What flashes into your mind when someone says “Route 1 Corridor?” BRAC? New businesses? New housing developments? Traffic? The fear of new traffic? The controversy over new housing developments? All these preoccupations have one element in common: change.

But amidst all the change, and the fear of change, is something being obscured? Eric Dyson thought so. Dyson, a PTA member at Mount Vernon Woods Elementary, helped organize a Community Day, which took place on May 6, to emphasize that although families may come and go, there will always be a community to be appreciated. He described seeing new developments sprouting up seemingly every few weeks, “It’s easy to get lost.” The PTA wanted to send that message that “even though this is all growing, this is still your community,” Dyson explained.

In order to help people find their community, the school invited a host of public and commercial entities so that neighbors could, in the words of Mount Vernon Woods Principal Reggie Romaine, “mix and mingle and become acquainted with the various agencies in the county.”

While children were having their faces painted, handling animals at a petting zoo set up by Leesburg Animal Park and participating in sports competitions, their parents had the chance to meet representatives of the various public and private organizations that bind communities together and help them run smoothly, including the police, the libraries and county human services. There were booths set up by Long and Foster and Wachovia Bank’s loan department, with information on how to purchase a home. Like many of the volunteers working that afternoon, the representatives of these businesses were bilingual and had information brochures in both English and Spanish.

At another table, Megan Podboy, of Inova’s Partnership for Healthier Kids, used baggies of sugar to graphically display the amount of sugar that is mixed in with many popular bottled drinks. She also had plastic representations of muscle and fat to demonstrate the fibered density of one pound of muscle compared to its chunky, jiggly counterpart.

Fairfax County Fire and Rescue’s Mount Vernon Station Number Nine was represented by firemen who mingled with the crowd and hoisted children into the driver’s seat of one of their trucks. Lieutenant Joseph Merritt said that although their first priority was fire and rescue, “the second best thing we can do is get out here, be approachable by the general public and let them ask questions … All they know is we show up in big trucks and squirt water on stuff … ultimately we work for the public.”

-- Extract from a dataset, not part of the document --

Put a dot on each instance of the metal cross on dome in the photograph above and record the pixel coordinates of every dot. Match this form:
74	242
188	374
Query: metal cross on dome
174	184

The PTA listened to their neighbors when planning the event. “What was important to the community was knowing what was available,” said Dixon, including government, athletics, business and schools. He said that the PTA also knew it would be a cultural event, “because of the community diversity.”

The culture on display included an exhibition by students at the Tukong Martial Arts Academy, which teaches Tae-Kwon Do, a martial art that originated in Korea; a fifer from the Fife and Drum Corps; singing and dancing by the Hope Aglow Empowerment Center and story-telling by Baba C, a traditional West-African griot.

Dyson beamed as he shot pictures and mingled with his neighbors, many of whom had walked to the school on this perfect, sunny afternoon. “It’s about the community and growing up in a place you know you belong,” he said.